As the Federal Reserve prepares to restart accommodative monetary policy amidst high and sticky inflation, Societe Generale announced adjustments to its multi-asset portfolio strategy, significantly increasing its gold exposure to mitigate potential risks. In its quarterly strategy report released Wednesday, the bank announced it had increased its gold holdings from a previously stable 7% to 10%, reaching the portfolio's maximum overweight limit. This adjustment was accompanied by the liquidation of a 3% crude oil position held prior to the third quarter, leaving gold as the only direct commodity exposure in the multi-asset portfolio (MAP).

Societe Generale has maintained an overweight position on gold since late 2022. Analysts note that demand for gold as an alternative store of value will increase due to lower real yields driven by falling interest rates and high inflation, providing strong support for gold prices. They forecast that the average gold price will reach $3,825 per ounce in the fourth quarter of 2025, rising further to $4,128 per ounce in 2026. Furthermore, the global trend of de-dollarization and challenges to the dollar's dominance further strengthen gold's appeal as a monetary asset. Analysts emphasize that central banks continue to view gold as a strategic asset for investment diversification and reserve management, and that central bank gold purchases will continue even amidst high gold prices.

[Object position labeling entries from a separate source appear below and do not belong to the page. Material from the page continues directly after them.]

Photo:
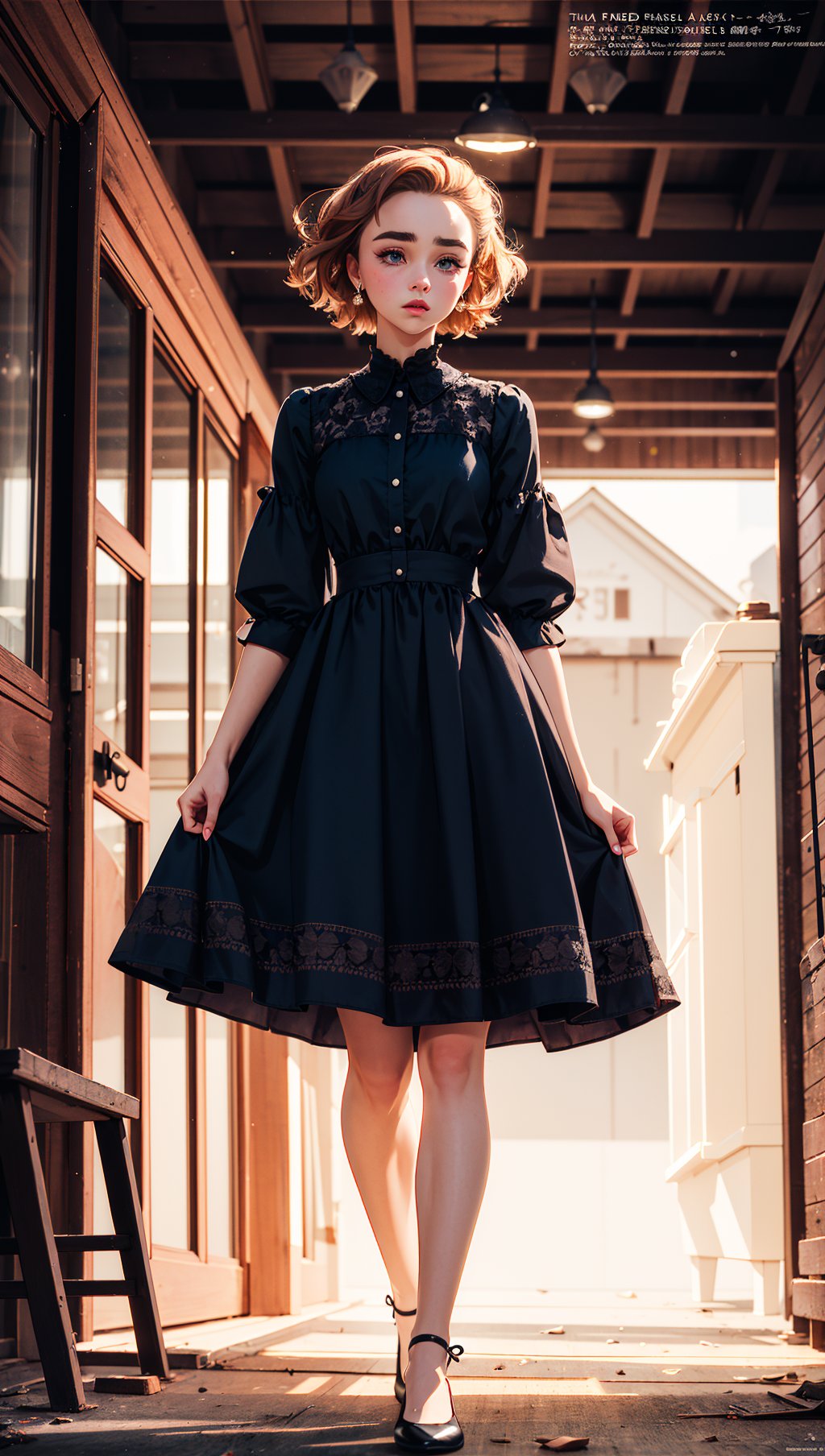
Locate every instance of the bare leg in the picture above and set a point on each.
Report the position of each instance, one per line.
(381, 1140)
(450, 1175)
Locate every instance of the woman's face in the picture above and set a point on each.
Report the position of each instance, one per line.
(414, 264)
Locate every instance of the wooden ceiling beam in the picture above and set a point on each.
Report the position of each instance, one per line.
(674, 430)
(565, 362)
(767, 169)
(679, 73)
(251, 54)
(598, 209)
(404, 39)
(620, 131)
(700, 250)
(650, 319)
(556, 95)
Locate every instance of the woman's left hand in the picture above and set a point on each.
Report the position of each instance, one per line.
(617, 823)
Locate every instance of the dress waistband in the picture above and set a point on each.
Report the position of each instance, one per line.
(416, 565)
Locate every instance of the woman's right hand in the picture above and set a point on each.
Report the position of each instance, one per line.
(201, 798)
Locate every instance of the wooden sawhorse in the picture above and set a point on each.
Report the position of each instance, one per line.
(37, 1091)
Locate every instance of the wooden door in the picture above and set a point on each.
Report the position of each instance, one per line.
(152, 648)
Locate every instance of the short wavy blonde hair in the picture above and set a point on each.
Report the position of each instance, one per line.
(318, 270)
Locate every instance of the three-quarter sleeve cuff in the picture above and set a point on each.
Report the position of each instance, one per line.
(529, 632)
(279, 637)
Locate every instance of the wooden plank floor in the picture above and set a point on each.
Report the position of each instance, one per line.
(325, 1382)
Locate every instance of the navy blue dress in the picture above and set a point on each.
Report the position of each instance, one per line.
(401, 832)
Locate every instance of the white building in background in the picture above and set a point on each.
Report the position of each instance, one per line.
(576, 1196)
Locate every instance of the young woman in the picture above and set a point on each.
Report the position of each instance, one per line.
(394, 843)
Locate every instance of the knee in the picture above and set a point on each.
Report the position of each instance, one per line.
(448, 1063)
(383, 1081)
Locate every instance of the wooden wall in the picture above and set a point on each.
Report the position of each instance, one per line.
(801, 477)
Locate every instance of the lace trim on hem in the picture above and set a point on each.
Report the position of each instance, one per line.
(223, 924)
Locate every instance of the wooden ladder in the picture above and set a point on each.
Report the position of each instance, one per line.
(37, 1091)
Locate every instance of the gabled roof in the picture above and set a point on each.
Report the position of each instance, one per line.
(594, 501)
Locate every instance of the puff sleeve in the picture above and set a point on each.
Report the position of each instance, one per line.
(283, 567)
(527, 573)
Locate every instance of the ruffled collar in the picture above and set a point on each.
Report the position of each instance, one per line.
(426, 373)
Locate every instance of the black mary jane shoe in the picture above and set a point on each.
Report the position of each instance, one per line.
(430, 1436)
(400, 1388)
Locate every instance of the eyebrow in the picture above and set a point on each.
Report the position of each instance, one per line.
(412, 238)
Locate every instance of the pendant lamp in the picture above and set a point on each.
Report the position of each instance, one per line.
(349, 77)
(493, 126)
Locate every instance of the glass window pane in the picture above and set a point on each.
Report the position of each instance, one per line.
(169, 773)
(114, 402)
(110, 848)
(218, 618)
(169, 664)
(221, 1155)
(114, 598)
(19, 168)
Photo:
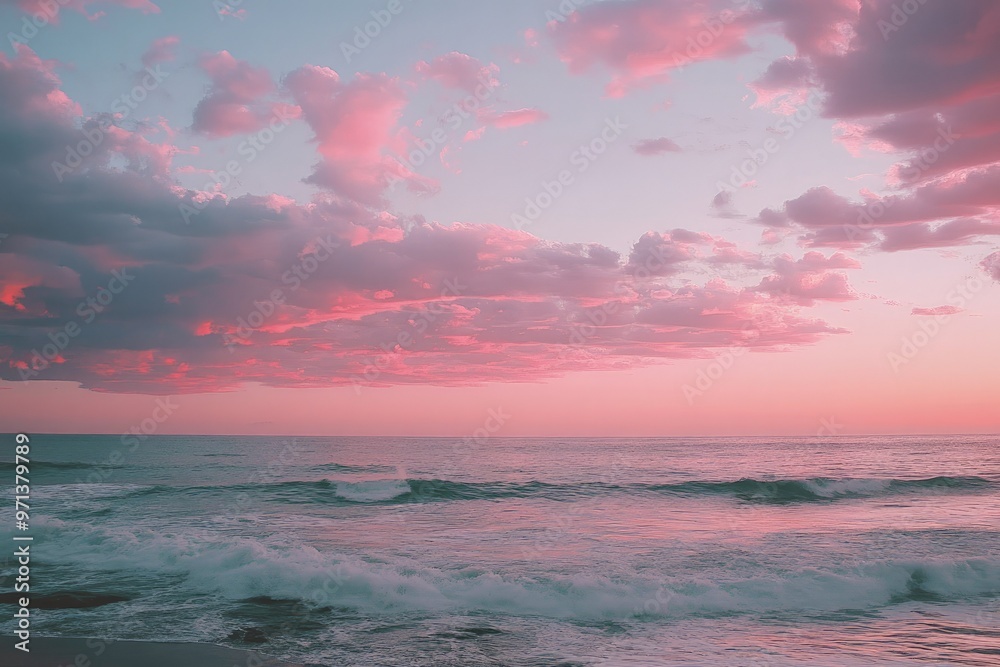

At the same time, the bank has turned bearish on the crude oil market. Previously, in the third quarter, Societe Generale had favored tactical opportunities in crude oil due to anticipated geopolitical uncertainty, but now believes that geopolitical risks have taken a back seat, with supply and demand fundamentals becoming the dominant factor. Analysts predict that weak demand and growing supply will put pressure on oil prices, with Brent crude oil prices falling to $60 per barrel by the end of 2025 and further to $52 per barrel by the end of 2026.

Regarding its overall portfolio, Societe Generale anticipates that the Federal Reserve will initiate interest rate cuts amidst relative economic stability in the United States. Historically, a dovish Fed policy shift significantly boosts global stock markets, not just the US market. Therefore, the bank increased its US stock holdings by 2 percentage points to 27% and reinvested its cash holdings by reducing them from 10% to 5%. Furthermore, the bank maintained its holdings of US inflation-linked bonds at the upper limit of 5% to further strengthen risk protection.